Analysis of Factors Associated With Synchronous Liver Metastasis in Gastroenteropancreatic Neuroendocrine Neoplasm and Establishment of A Predictive Model
10.3969/j.issn.1008-7125.2021.07.008
- Author:
Xiaomeng YAO
1
;
Linlin ZHENG
1
;
Rumeng SUN
1
;
Lin ZHOU
1
Author Information
1. Department of Gastroenterology, The First Affiliated Hospital of Zhengzhou University
- Publication Type:Journal Article
- Keywords:
Liver Metastasis;
Neuroendocrine Neoplasms;
Nomograms;
Prognosis;
SEER
- From:
Chinese Journal of Gastroenterology
2021;26(7):424-428
- CountryChina
- Language:Chinese
-
Abstract:
Background: Gastroenteropancreatic neuroendocrine neoplasm (GEP-NEN) is a rare heterogeneous tumor. Liver metastasis seriously affects the prognosis of GEP-NEN. However, few tools are existed to predict GEP-NEN complicated with synchronous liver metastasis. Aims: To analyze the risk factors of synchronous liver metastasis in patients with GEP-NEN and establish a nomogram to predict synchronous liver metastasis in patients with GEP-NEN. Methods: A total of 10 973 pathologically confirmed patients with GEP-NEN from Jan. 2010 to Dec. 2017 were collected from SEER database and divided randomly into training set (n=7 511) and test set (n=3 462). Both groups were divided into liver metastasis group and non-liver metastasis group according to the occurrence of liver metastasis. Multifactorical logistic regression analysis was used to identify the risk factors of liver metastasis in patients with GEP-NEN. R software was used to establish and verify the nomogram of liver metastasis in GEP-NEN patients. Results: Liver metastasis was associated with gender, age, race, primary tumor site, degree of differentiation, tumor diameter, T3/4 stage, and lymph node metastasis in patients with GEP-NEN. The results of multivariate logistic regression analysis showed that primary tumor site (small intestine and pancreas), differentiation degree (poorly differentiated and undifferentiated), diameter of tumor ≥ 5 cm, T3/4 stage and lymph node metastasis were independent risk factors affecting liver metastasis in patients with GEP-NEN (P< 0.001). The concordance index of internal validation for nomogram was 0.838 (95% CI: 0.826-0.849), and the concordance index of external validation was 0.847 (95% CI: 0.829-0.864).
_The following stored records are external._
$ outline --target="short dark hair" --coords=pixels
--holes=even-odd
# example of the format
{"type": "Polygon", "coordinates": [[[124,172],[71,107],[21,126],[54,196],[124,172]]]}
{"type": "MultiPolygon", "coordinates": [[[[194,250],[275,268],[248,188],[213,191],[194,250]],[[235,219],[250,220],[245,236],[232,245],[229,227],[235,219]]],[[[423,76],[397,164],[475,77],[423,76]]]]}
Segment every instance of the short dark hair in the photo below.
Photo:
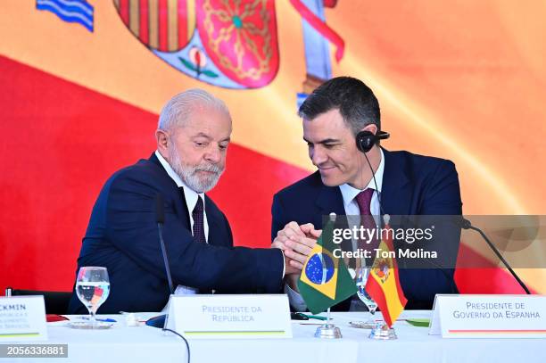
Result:
{"type": "Polygon", "coordinates": [[[381,130],[379,102],[372,90],[352,77],[336,77],[318,86],[303,102],[298,115],[309,120],[337,109],[356,136],[374,124],[381,130]]]}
Conclusions: GEP-NEN patients with primary tumor site in small intestine or pancreas, poor differentiation and undifferentiation, diameter of tumor ≥5 cm, T3/4 stage and lymph node metastasis are more likely to develop liver metastasis which suggested that such patients need to be alert for the occurrence of liver metastasis and need more aggressive treatment. The calibration curves fits are good for both the training and test sets, and can help clinicians to make individualized prediction for whether the GEP-NEN patient has synchronous liver metastasis at the initial diagnosis.